My recent reading of David Colander and Roland Kupers’s Complexity and the Art of Public Policy prompted me to re-read James Manzi’s Uncontrolled: The Surprising Payoff of Trial-and-Error for Business, Politics, and Society. I see the two books as riffs on a similar theme.
I’ll post a review of Uncontrolled later this week, but in the meantime, Manzi provides an interesting take on the Donohue-Levitt abortion-crime hypothesis. Their hypothesis is that abortion reduces crime as unwanted children are more likely to become criminals. As the legalisation of abortion increased access to abortion and decreased the number of unwanted children, decreases in crime through the 1990s and 2000s could be due to this legalisation.
Donohue and Levitt’s initial paper triggered a raft of responses, including one demonstrating an analytical error, which, once corrected for, resulted in the abortion-crime link disappearing. Donohue and Levitt then redid the work, and showed by recasting a few assumptions, the error could be corrected for and the link re-established. As Manzi states:
The revealing observation is not that there was an analytical error in the paper (which almost certainly happens far more often than we like to think), but that once it was found and corrected, it was feasible to rejigger the regression analysis to get back to the original directional result through various defensible tweaks to assumptions. If one could rule out either the original assumptions or these new assumptions as unreasonable, that would be better news for the technique. Instead we have a recipe for irresolvable debate.

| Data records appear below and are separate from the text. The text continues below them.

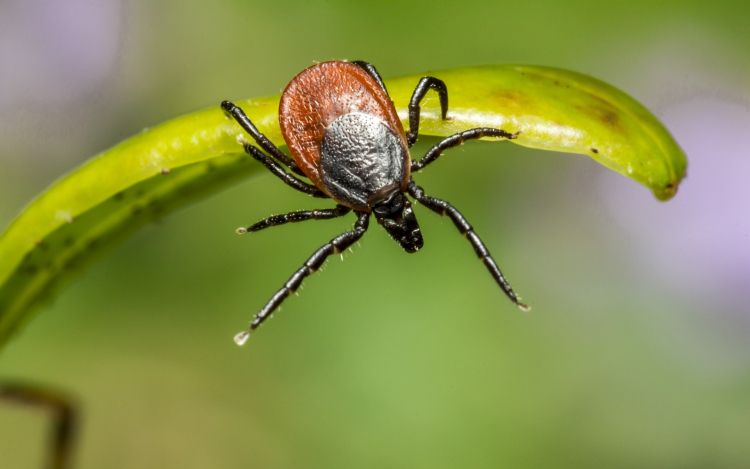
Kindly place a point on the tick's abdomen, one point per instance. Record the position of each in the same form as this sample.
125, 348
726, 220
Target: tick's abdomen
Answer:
361, 159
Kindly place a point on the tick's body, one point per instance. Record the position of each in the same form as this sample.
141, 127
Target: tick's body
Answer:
346, 138
344, 133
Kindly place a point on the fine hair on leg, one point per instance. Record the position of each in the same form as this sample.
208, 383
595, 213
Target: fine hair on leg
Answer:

Manzi also points out that Levitt, in his book Freakonomics (with Stephen Dubner), indirectly identified one of the reasons why Donohue and Levitt’s claim is so tenuous:
In Freakonomics, Levitt and Dubner write that Roe [the Supreme Court decision in Roe v Wade establishing a right to abortion] is “like the proverbial butterfly that flaps its wings on one continent and eventually creates a hurricane on another.” But this simile cuts both ways. It is presumably meant to evoke the “butterfly effect”: meteorologist Edward Lorenz’s famous description of a global climate system with such a dense web of interconnected pathways of causation that long-term weather forecasting is a fool’s errand. The actual event that inspired this observation was that, one day in 1961, Lorenz entered .506 instead of .506127 for one parameter in a climate-forecasting model and discovered that it produced a wildly different long-term weather forecast. This is, of course, directly analogous to what we see in the abortion-crime debate and Bartels’s model for income inequality: tiny changes in assumptions yield vastly different results. It is a telltale sign that human society is far too complicated to yield to the analytical tools that nonexperimental social science brings to bear. The questions addressed by social science typically have none of the characteristics that made causal attribution in the smoking–lung cancer case practical.